Dr Warren said it was too narrow to look at areas such as Information Technology and Cybersecurity as the main targets of inside threats.
In many cases these people had used legal cases, workplace harassment and even violence as a reaction against the organisation and a way of expressing their anger.
The complexity in the modern workplace, Dr Warren said, came from the need to trust employees and make creative and rewarding workplaces, a need which also made space for potential malfeasance.
“If you could have an absolutely ideal security framework you wouldn’t need to trust anybody because every single behavior in the workplace would either be permissible or absolutely impossible,” she said.
“If the workplace was based just on security you would eliminate the need for trust, and every single person would follow every rule in the same way.”
Bad behavior always existed in a cultural context, said Dr Warren. Behaviour which was unacceptable in the boardroom could be welcomed in a team building session, so organisational culture needed tight social mores which created rules which people could follow for their own safety.
“Being normal is context specific,” said Dr Warren.
In too many cases, however, people stepped outside of this accepted cultural behaviour and the most common justification was that they felt ignored and exploited.
“People feel entitled, they feel they deserve more accolades and recognition,” Dr Warren said.
“They say “I developed this software and its my IP and my employer didn’t give me recognition.’
“In many cases these insiders have privileged access to the technology, or they are the creators of it.”
Not everyone was capable of developing into a potent or even violent threat, but those who did followed what psychologists now understood as a “pathway to violence”.

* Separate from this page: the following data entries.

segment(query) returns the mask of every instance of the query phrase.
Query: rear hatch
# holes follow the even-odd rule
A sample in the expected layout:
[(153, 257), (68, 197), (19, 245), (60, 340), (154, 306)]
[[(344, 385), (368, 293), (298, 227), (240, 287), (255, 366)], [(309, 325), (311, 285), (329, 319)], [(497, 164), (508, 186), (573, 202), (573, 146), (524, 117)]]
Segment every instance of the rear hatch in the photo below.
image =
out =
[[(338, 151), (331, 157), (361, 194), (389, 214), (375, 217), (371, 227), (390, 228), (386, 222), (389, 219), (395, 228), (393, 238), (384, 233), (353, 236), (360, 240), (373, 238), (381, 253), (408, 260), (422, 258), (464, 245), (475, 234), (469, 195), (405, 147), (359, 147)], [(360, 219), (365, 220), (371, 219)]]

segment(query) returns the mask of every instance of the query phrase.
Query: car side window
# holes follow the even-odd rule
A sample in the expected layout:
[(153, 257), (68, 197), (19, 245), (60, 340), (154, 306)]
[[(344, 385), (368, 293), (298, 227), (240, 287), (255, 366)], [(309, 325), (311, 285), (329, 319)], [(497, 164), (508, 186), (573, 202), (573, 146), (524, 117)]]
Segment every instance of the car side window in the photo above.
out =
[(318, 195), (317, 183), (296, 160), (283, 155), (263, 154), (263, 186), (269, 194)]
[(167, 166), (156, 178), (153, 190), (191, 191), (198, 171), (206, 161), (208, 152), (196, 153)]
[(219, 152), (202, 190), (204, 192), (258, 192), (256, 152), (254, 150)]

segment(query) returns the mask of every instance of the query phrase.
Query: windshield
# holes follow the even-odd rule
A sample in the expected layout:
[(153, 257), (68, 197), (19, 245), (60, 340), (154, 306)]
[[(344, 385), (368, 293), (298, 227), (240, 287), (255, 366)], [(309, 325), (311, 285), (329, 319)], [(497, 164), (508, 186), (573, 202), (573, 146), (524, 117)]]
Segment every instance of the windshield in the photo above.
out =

“People become insider threats when they are not heard,” said Dr Warren.
“While some people come in with intent before they even arrive, this is the exception and not the rule, which is that people come in with the best intent and then become disgruntled.”
In the US and Europe, organisations were learning how to combine their resources and multi-disciplinary teams – spanning security, HR, occupational health and safety and legal – and put them together to deal with “behavioural threat management.”
Australia has been much slower in adopting this approach, and many Australian organisations were yet to identify human aggression on their risk registers.
“Human aggression is actually one of the biggest risks to your reputation and business continuity,” Dr Warren said.
“You might have someone who is a risk to your data, but they need access to that to do their job, or you might have someone who is disgruntled and they are interacting regularly with the media.”
It was through using multi-disciplinary behavioural strategies, she said, that it was possible to “deter malfeasance and motivate benevolence” and not only balance security and trust, but marry the two together.
“I have seen some of an organisation’s best advocates in people who have previously been insider threats,” said Dr Warren.
Dr Lisa Warren was speaking at the 2019 ASIAL Security Exhibition & Conference at the ICC Sydney in Darling Harbour.